How a person can be totally hot and funny AND fucking brilliant?

How one gets in on the gettin' trampled gravy train?

Why I don't have the super-natural powers to put what is widely understood by all who view it to be the greatest show ever back on the air.

Where do we go when we die?


Your help would be greatly appreciated.

Posted by Antigeist at December 8, 2003 01:06 PM
Comments

1. I've got a cuter one...
b. define "our"
3. I think you mean "rancour", but are you saying a midget's a midget, shouldn't matter which one you get? 'Cause if you are, yeah, I don't know.
d. Hey, thanks!
e.Mmmm, gravy...
6.I think it's a supernatural power just to believe that Homicide is the greatest show ever.
g. Out.

Posted by: monk at December 8, 2003 01:38 PM

monk:
1. with a name like "needle nose"...
b. our: adj. The possessive form of we.
Used as a modifier before a noun: our accomplishments; our hometown.
3. no, I meant rancor.
d. your welcome.
e. right?
6. you know, opinions are like assholes...
g. like Harvey Firestein? Or Elvis?

Posted by: antigeist at December 8, 2003 02:06 PM

The Prada toolkit is even more frightening.

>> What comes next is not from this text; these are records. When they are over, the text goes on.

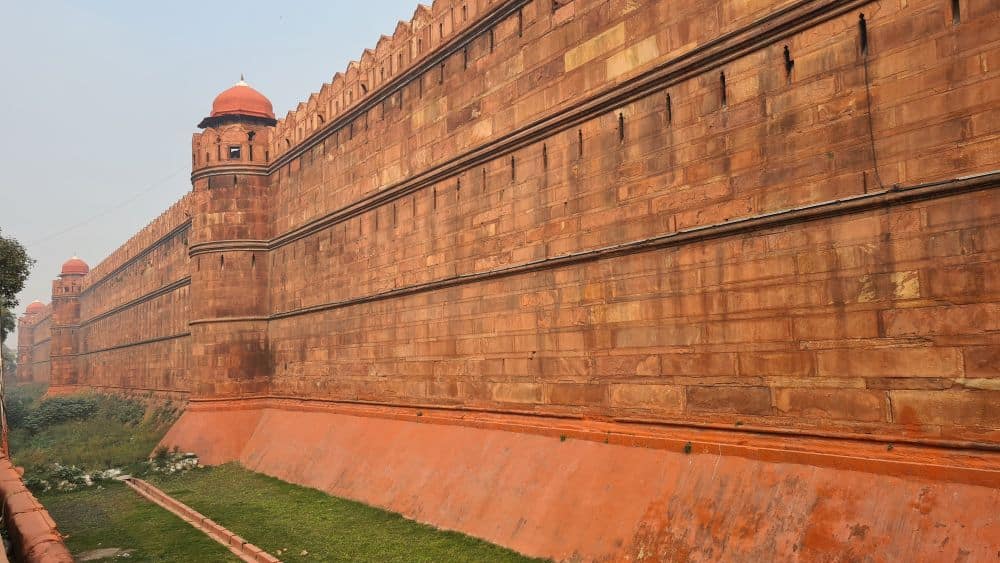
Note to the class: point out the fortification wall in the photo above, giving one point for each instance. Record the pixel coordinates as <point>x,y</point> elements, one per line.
<point>134,310</point>
<point>396,271</point>
<point>650,226</point>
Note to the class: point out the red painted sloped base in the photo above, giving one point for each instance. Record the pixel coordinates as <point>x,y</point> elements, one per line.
<point>596,491</point>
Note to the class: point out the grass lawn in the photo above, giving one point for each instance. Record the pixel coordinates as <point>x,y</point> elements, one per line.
<point>275,515</point>
<point>93,433</point>
<point>115,517</point>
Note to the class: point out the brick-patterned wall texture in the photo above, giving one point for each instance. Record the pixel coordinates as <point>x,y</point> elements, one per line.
<point>765,231</point>
<point>777,214</point>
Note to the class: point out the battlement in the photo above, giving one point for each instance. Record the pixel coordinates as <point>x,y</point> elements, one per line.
<point>411,43</point>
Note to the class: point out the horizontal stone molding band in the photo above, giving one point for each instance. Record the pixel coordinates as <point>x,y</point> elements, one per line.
<point>227,246</point>
<point>66,389</point>
<point>434,58</point>
<point>850,453</point>
<point>145,252</point>
<point>253,401</point>
<point>171,287</point>
<point>724,49</point>
<point>893,196</point>
<point>226,169</point>
<point>128,345</point>
<point>221,320</point>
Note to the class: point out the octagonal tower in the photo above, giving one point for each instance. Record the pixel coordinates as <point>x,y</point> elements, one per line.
<point>228,244</point>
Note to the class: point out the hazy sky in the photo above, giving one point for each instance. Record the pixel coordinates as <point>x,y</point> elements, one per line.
<point>98,100</point>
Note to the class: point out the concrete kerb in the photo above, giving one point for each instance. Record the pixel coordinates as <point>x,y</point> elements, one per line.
<point>236,544</point>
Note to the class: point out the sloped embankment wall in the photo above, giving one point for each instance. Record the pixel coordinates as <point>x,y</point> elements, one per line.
<point>564,489</point>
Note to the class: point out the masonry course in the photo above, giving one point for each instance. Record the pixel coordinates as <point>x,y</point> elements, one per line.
<point>775,217</point>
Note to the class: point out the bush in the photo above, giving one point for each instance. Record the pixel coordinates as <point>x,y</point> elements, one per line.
<point>125,411</point>
<point>57,410</point>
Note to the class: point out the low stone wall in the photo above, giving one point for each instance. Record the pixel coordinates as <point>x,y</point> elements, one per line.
<point>571,489</point>
<point>29,526</point>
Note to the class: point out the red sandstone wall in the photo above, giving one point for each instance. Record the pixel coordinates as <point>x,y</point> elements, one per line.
<point>429,246</point>
<point>134,311</point>
<point>874,322</point>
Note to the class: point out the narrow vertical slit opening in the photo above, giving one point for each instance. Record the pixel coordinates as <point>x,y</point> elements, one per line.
<point>863,33</point>
<point>789,64</point>
<point>722,88</point>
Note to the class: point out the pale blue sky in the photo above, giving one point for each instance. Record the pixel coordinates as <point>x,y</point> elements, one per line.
<point>98,100</point>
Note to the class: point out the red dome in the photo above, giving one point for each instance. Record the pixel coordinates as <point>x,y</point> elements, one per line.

Posted by: Vidiot at December 8, 2003 02:36 PM

ran·cour
British variant of RANCOR
YOU'RE welcome
to paraphrase Sly Stone: "Everybody is a (Dirt) Star".

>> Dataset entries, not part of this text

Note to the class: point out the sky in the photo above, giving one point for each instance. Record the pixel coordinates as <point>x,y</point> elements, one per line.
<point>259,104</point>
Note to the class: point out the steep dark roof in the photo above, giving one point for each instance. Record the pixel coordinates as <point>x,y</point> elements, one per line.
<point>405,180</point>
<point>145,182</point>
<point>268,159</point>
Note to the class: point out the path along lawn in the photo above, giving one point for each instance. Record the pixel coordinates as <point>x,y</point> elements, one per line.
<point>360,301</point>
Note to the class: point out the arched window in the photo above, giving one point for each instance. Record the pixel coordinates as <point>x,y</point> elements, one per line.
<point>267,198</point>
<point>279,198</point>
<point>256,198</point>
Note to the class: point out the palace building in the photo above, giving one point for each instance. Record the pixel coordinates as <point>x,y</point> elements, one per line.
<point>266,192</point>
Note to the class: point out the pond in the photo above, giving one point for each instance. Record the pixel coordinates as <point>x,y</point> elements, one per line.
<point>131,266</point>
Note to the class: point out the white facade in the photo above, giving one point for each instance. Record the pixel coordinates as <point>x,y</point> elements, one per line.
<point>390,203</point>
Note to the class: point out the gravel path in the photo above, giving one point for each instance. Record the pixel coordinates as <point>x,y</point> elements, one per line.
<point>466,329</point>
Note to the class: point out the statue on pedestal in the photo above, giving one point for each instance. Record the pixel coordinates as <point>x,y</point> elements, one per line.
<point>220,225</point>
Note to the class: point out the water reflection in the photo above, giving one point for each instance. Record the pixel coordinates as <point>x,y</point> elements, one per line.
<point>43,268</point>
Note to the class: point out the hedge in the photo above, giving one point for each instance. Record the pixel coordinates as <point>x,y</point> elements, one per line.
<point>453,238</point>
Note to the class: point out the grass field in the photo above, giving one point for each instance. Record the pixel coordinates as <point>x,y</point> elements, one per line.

Posted by: monk at December 8, 2003 02:36 PM

p.s. oh sure, make me look bad by fixing the spelling! D'oh!

Posted by: monk at December 8, 2003 02:39 PM

Vidiot: leave it to Prada. Before long they'll have pooper-scoopers for the well-heeled drug-lord's attack dog.

Monk. It's not "You're" when the welcome belongs to you. I gave you that welcome, you ungrateful bastard.

Anyway, what do I look like here, educated? Only if you count driving by a college once. Hey, if you want to talk high-fallootin' lexog, lexographica, lexa, word shit...go talk to Grant.

Posted by: at December 8, 2003 03:01 PM

Leave it to Prada.

Gladly, and with pleasure.

Anyways, you know my sartorial style is limited to "whatever's clean, and on top of the pile."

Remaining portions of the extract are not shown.